The United States will focus on defeating Islamic State (ISIS) and defer to Russia when the time comes to decide Syrian President Bashar Assad’s fate, a report said.

Secretary of State Rex Tillerson told UN Secretary-General Antonio Guterres during a private State Department meeting last week that Russia is in the driver’s seat when it comes to Assad’s future as Syrian leader, a clear signal that the U.S. will not concern itself with the shape of a post war government and society in Syria, Foreign Policy reported on July 3.

Russian President Vladimir Putin with Syrian President Bashar Assad.

Tillerson said that any U.S. military action against Assad’s forces is aimed at limited tactical goals, including deterring future chemical weapons attacks and protecting U.S. backed-forces fighting ISIS.

Syria’s government, backed by Russia and Iran, “is emerging as the likely political victor in the country’s six year long civil war,” the Foreign Policy report said.

Tillerson’s nod to Russia is also a departure from Obama administration policy which backed the 2012 UN-brokered Geneva Communique calling for the establishment of a transitional government in Syria consisting of members of the regime and the opposition.

The Obama administration and other Western allies said the Geneva pact was to result in Assad’s departure, “though the Obama administration softened its own demand that Assad step down during its final year in power,” the report said.

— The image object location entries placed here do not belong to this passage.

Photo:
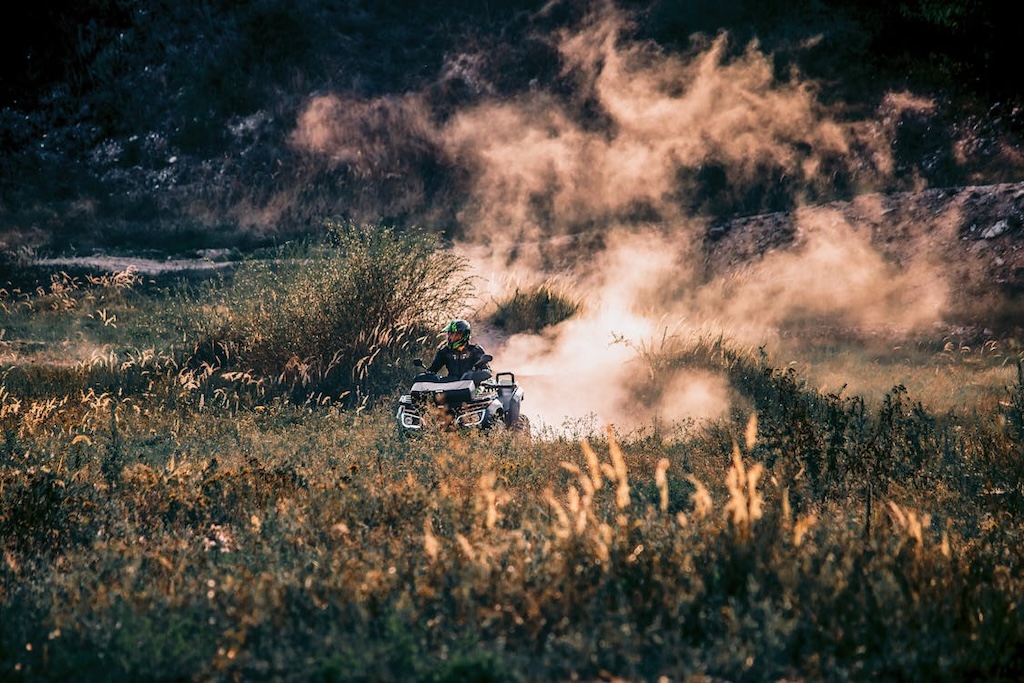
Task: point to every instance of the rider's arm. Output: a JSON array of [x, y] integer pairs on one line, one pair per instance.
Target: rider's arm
[[437, 363]]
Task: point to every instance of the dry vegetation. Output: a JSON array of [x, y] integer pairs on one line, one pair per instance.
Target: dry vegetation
[[165, 516]]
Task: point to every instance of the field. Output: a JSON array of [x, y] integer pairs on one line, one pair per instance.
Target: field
[[202, 480]]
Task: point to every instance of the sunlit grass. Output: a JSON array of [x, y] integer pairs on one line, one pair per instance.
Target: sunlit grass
[[165, 516]]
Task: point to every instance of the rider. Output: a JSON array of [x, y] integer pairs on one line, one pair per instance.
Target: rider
[[457, 353]]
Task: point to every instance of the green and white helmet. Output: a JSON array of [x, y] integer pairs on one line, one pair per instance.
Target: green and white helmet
[[459, 333]]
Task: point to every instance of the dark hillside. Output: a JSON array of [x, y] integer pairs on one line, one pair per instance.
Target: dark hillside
[[173, 125]]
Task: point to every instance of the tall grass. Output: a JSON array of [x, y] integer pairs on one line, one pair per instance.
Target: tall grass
[[334, 317], [168, 516], [144, 539]]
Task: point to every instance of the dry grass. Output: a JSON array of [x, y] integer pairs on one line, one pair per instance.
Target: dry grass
[[162, 519]]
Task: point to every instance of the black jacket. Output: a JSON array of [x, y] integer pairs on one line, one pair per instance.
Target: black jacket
[[456, 361]]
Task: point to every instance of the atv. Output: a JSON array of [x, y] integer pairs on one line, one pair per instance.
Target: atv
[[475, 400]]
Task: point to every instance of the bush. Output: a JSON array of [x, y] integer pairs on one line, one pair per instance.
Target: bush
[[333, 317], [535, 308]]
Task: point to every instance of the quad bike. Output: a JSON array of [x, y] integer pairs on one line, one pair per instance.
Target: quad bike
[[475, 400]]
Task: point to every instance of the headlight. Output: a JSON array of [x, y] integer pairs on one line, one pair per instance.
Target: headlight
[[409, 419], [472, 418]]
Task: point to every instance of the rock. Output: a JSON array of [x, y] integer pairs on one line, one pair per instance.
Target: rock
[[995, 230]]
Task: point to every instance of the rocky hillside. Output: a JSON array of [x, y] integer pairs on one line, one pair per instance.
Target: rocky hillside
[[132, 127]]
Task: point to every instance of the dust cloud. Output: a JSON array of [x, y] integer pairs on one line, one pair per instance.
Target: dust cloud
[[607, 207]]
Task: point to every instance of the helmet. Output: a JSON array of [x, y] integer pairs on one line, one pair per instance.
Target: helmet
[[459, 333]]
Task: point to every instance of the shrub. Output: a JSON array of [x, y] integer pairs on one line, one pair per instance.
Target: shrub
[[535, 308], [332, 317]]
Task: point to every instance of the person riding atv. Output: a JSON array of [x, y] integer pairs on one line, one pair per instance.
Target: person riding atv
[[458, 354]]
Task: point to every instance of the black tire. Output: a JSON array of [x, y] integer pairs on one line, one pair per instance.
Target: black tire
[[521, 427]]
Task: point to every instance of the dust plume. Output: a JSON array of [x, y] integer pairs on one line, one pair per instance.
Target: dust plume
[[539, 169], [613, 197]]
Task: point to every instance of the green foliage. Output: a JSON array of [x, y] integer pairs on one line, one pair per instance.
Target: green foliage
[[334, 317], [535, 308]]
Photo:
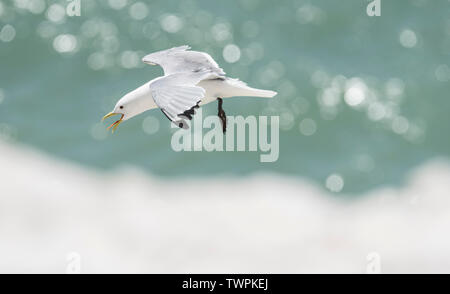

A State Department official declined to comment on Tillerson’s private discussion with Guterres, but insisted that the U.S. remains “committed to the Geneva process” and supports a “credible political process that can resolve the question of Syria’s future. Ultimately, this process, in our view, will lead to a resolution of Assad’s status.”

“The Syrian people should determine their country’s political future through a political process,” the official added.

Trump’s policy in Syria has the “benefit of keeping America’s distance from what promises to be a less than peaceful, chaotic post war atmosphere,” Rick Moran wrote for American Thinker on July 4.

The policy, however, “also carries a geopolitical cost; it empowers and gives influence to Russia in the Middle East after decades of U.S. policies that sought to prevent that eventuality.”

Russian President Vladimir Putin is backing the Assad regime with the intent of establishing a military presence “where they’ve never had one before,” Moran wrote. “Putin will have new clients for Russian arms, as well as states willing to back his foreign policy.”

Since the U.S. no longer needs Middle Eastern oil, Europe “may have to take a more active role in the region due to their dependence on Russian natural gas and Middle Eastern oil,” Moran wrote.

“The U.S. retreat from Syria and the Middle East was inevitable once our need for the oil disappeared. And Europe, once dependent on the U.S. Navy to keep the oil shipping lanes open, will eventually have to fend for themselves.”